And, what’s more, why did judge Hualde herself, having noted the mismatch of the dates of the transactions, decide to ignore it, ruling that the cooperative had to be evicted from the hotel and crediting ownership to Mercoteles?

Of course, none of this was a surprise to the workers. Marcelo Iurcovich never stopped presenting himself to them as the boss, the real boss, as he did on the day of the occupation of the hotel in March of 2003.

All this makes one think, with a fair degree of plausibility, that the manuever of stripping the hotel Bauen included the sale to Solari, and also Solari’s bankruptcy with the unpaid sale, which let Marcelo Iurcovich come back into ownership and sell it to himself as Mercoteles, for which he did not even judge it necessary to wait for the property to be returned to him judicially, as, in fact, happened. But this last sale also had the advantage of freeing himself of the employees, who were creditors in the bankruptcy case of a company (Solari SA) that was not either of the two in this transaction (Bauen SA and Mercoteles SA). Also, as Gallardo notes, he also got out from under the mortgage that weighed on the property.
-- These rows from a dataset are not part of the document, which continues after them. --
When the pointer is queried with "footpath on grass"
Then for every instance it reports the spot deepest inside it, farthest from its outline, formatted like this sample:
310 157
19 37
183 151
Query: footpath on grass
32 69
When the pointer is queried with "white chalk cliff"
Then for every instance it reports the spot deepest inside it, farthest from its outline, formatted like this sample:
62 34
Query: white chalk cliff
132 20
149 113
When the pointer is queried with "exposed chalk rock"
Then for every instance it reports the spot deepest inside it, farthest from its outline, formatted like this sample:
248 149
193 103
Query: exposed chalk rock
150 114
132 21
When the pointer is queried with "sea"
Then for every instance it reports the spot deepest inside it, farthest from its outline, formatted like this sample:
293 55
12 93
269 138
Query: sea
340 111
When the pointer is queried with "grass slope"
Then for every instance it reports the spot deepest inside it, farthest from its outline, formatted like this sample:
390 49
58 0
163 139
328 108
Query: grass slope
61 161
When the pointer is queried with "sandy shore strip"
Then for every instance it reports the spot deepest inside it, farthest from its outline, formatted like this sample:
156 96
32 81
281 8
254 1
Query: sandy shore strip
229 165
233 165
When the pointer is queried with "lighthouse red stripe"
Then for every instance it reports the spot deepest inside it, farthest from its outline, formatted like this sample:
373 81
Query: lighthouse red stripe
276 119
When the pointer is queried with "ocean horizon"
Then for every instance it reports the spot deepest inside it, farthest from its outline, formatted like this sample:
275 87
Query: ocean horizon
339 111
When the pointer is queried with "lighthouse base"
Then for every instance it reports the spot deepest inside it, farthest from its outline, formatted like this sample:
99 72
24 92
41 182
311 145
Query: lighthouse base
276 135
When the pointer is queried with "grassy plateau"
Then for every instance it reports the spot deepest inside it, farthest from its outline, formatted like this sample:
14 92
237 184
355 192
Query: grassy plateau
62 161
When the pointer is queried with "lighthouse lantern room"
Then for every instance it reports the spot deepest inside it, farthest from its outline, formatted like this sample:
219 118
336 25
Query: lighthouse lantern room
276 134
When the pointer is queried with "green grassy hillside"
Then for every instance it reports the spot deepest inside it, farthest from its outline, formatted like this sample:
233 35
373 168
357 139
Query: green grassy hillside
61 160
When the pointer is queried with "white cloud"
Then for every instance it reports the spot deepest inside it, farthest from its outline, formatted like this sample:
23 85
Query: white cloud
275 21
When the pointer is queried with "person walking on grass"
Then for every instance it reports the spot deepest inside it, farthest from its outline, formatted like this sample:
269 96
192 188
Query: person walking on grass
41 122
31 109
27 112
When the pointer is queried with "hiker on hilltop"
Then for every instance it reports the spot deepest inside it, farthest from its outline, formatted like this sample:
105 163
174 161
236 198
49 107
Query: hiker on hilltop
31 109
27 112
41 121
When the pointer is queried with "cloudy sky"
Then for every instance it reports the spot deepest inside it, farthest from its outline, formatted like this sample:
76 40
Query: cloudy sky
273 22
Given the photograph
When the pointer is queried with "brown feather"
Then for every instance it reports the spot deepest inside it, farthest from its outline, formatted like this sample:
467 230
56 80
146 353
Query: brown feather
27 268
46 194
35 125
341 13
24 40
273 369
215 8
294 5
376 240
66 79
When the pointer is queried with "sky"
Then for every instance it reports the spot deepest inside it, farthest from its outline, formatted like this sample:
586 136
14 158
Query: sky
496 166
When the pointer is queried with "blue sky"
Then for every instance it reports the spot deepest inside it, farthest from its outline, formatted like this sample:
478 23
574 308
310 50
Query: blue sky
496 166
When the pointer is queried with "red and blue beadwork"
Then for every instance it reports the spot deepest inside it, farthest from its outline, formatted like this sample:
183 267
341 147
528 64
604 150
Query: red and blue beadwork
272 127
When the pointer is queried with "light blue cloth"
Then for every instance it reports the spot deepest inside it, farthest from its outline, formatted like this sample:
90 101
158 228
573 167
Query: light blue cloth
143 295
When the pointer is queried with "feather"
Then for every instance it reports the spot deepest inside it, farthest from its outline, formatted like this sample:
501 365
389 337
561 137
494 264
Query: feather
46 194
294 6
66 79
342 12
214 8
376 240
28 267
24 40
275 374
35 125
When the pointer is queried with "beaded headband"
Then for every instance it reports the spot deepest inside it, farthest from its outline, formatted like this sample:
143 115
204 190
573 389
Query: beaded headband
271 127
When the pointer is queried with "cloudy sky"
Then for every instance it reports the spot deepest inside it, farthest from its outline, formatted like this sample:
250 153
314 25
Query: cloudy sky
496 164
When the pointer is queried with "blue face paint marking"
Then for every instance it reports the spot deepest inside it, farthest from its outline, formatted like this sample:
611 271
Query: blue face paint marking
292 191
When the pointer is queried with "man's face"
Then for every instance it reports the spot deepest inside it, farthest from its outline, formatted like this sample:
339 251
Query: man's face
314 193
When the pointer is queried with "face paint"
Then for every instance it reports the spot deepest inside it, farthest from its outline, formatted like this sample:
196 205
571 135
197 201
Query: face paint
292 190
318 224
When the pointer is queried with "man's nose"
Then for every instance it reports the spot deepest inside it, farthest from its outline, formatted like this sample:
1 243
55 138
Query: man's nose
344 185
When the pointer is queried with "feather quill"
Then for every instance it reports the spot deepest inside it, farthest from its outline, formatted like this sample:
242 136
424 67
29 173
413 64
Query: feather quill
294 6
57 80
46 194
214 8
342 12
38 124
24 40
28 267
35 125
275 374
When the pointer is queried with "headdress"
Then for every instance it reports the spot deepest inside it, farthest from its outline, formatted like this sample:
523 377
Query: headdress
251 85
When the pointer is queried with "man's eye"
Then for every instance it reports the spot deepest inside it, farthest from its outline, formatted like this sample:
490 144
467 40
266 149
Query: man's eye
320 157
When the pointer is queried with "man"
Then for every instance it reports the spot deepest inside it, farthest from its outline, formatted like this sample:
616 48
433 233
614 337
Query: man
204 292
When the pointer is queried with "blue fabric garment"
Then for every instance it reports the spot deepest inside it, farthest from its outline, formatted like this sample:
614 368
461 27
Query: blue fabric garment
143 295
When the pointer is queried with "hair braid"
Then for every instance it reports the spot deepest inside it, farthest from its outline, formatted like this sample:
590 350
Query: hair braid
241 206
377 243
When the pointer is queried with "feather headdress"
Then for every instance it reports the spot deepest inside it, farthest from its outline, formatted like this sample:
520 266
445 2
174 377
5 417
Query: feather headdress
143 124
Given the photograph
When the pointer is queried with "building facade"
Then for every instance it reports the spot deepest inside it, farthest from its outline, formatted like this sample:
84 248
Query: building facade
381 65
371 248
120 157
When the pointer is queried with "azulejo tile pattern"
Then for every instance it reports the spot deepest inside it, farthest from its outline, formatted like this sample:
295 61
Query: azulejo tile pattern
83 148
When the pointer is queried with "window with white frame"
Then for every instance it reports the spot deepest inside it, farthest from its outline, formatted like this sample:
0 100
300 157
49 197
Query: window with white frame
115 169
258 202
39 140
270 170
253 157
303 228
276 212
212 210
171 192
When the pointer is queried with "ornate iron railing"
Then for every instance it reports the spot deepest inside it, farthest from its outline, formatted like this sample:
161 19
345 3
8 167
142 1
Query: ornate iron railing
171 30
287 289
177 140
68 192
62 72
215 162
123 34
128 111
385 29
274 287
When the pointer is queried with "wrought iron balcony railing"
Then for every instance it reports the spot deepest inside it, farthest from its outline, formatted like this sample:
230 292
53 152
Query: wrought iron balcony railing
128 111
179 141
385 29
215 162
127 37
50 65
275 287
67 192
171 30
Gallardo says:

In the writ, it was established that it was sold as free from mortgage liens, a writ added in this case to fs. 6431/6453. Subsequently, can be seen in the records of the Registry of Real Estate which we include, that on August 28, 2001, a record was registered that annuls the prior record of expiration of mortgages, which is why such liens became operational again, once the writ of transferrence of dominion in favor of Mercoteles took effect.

In other words, the mortgage that weighed on Bauen SACIC because of the debt with the BANADE disappeared in the sale to Mercoteles, which ends up with a hotel without debts. The mortgage then reappeared as belonging to the old Bauen enterprise, which no longer has any property. This was disputed judicially, and Room C of the Civil Chamber, on September 12th, 2002, ruled that this operation was not valid, and also questioned Mercoteles’ attitude. As adjunct attorney general Roberto Gallardo put it:

“It is not an act of good faith for one, availing himself of information provided by the Registry, (expiration of the records where mortgages are documented), to acquire the functional units as if they were free from mortgage liens.”

To be clearer: the key to the manuever is making the step to properties without debts—with the mortgage in the hands of a company that no longer has any property—and without workers, since they were expelled by the closure of the hotel when it was bankrupted by Solari.

This manuever is characteristic of the clever ways the Argentine bourgeoisie make money out of nothing, and would be technically perfect, except for one small detail. In Argentina, in 2001, workers had learned to defend their jobs by occupying businesses.